O ano de 2020 mostrou como a economia global é frágil e como o futuro deve ser preparado com antecipação de forma a evitar pesadelos como o que, ainda, se está a viver, sem excepção, e, aparentemente, é isso que as grandes multinacionais petrolíferas já estão a fazer, redireccionado a sua atenção e os seus investimentos para as energias limpas.
Perante uma cada vez maior pressão da opinião pública sobre os Governos e organizações planetárias, como a ONU, para declarar os hidrocarbonetos como o inimigo nº 1 da humanidade, pelo efeito que têm sobre o clima devido aos gases poluentes que emitem, as cinco maiores petrolíferas do mundo, segundo uma análise da Rystad Energy, uma das mais importantes consultoras no sector e fornecedora de dados sobre o negócio energético, estão claramente a mudar a agulha para as energias verdes.
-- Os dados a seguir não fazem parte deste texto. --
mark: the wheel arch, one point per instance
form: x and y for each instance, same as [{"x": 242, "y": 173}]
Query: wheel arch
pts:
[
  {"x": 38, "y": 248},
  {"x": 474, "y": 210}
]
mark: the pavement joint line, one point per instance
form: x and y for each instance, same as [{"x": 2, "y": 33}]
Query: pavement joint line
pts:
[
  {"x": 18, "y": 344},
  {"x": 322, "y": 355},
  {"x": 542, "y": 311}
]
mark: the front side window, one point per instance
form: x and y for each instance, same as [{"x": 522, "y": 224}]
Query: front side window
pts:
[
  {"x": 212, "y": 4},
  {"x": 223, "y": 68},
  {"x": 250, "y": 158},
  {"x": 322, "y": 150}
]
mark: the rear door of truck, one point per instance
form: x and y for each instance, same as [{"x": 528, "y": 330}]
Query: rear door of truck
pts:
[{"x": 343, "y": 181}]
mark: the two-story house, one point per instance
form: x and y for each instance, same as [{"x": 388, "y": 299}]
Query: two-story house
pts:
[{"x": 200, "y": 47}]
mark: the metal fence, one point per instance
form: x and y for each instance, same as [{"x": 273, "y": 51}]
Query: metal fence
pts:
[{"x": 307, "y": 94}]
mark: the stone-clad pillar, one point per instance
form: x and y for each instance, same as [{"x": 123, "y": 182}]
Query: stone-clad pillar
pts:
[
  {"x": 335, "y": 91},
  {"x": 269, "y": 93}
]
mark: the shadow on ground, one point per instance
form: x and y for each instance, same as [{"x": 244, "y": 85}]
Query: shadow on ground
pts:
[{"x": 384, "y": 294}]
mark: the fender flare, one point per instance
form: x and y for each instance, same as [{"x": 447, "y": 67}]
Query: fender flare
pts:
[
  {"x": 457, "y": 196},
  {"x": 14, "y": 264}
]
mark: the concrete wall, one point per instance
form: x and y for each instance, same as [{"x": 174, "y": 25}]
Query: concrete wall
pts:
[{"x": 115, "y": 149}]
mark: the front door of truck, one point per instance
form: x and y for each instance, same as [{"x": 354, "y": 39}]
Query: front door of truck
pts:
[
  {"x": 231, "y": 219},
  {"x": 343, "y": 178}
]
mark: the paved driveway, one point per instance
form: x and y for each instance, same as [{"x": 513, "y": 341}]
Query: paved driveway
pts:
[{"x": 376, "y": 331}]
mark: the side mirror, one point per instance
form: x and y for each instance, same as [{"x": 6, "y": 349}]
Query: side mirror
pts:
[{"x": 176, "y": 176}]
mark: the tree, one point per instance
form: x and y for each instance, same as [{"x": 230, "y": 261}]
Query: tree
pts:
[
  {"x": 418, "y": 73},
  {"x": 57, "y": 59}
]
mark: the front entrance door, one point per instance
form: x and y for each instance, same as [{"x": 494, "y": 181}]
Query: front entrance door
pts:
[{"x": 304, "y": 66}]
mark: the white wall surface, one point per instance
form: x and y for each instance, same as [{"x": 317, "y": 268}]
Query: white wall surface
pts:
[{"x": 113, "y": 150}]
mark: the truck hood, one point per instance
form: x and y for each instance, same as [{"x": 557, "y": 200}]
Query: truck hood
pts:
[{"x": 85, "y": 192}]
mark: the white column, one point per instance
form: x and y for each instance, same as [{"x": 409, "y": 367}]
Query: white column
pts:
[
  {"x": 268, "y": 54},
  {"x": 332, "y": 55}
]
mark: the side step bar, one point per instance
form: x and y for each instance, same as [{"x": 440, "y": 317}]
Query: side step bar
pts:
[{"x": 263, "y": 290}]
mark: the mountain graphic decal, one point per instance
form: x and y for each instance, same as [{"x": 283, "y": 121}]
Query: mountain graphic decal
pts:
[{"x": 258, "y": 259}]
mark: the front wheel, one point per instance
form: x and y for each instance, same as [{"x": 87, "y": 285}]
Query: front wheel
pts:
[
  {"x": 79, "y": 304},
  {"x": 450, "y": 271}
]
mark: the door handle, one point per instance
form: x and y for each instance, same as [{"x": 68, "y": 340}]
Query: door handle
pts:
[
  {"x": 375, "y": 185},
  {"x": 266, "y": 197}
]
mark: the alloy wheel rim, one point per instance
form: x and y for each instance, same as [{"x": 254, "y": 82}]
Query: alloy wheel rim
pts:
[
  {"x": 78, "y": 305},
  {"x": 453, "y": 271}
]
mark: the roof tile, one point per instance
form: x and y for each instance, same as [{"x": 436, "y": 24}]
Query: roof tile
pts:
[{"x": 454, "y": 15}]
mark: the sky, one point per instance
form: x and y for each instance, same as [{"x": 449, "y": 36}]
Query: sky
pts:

Isto, quando as cinco "leoas" do petróleo e gás mundial, a ExxonMobil, a BP, a Shell, a Chevron e a Total, as mesmas que já não escondem que o seu foco está a ser desviado para as energias não-poluentes, como as eólicas e a solar, principalmente, apresentam resultados, referentes a 2020, com prejuízos que passam a barreira astronómica dos 76 mil milhões de dólares, um recorde sem paralelo.
E, segundo a Rystad Energy, estas perdas gigantescas são resultado da perda de valor das empresas em bolsa e da forte diluição dos dividendos, fruto da perda de valor da sua principal área de negócio, a extracção e venda de crude, ao mesmo tempo que a reavaliação estratégica para se focarem na transição a que se assiste no mundo, procurando depender cada vez menos dos hidrocarbonetos.
Este sentimento generalizado no mundo de que urge fazer a transição de uma economia suportada pela energia proporcionada pela queima de petróleo para uma alimentada a energias limpas, o que se traduz em mais veículos eléctricos nas estradas, redução agreste do uso industrial de petróleo, etc. é um sério aviso, como quase todos os analistas advertem, para os países fortemente dependentes da exportação da matéria-prima de que a forma exponencial como a transição está a decorrer pode encurralar os menos precavidos, deixando-os sem tempo nem recursos para se adaptarem.
Angola é um dos países da linha da frente dos mais expostos ao risco de ficarem sem saída num relativamente curto espaço de tempo se não apostar de forma eficaz na diversificação das suas fontes de dividendos, visto que permanece ainda muito dependente das receitas do petróleo, como, de resto, o antecipa um estudo da Carbon Tracker, um think tank financeiro independente que desenvolve análises detalhadas e aprofundadas sobre o impacto da transição energética nos mercados de capitais e no potencial investimento em combustíveis fósseis.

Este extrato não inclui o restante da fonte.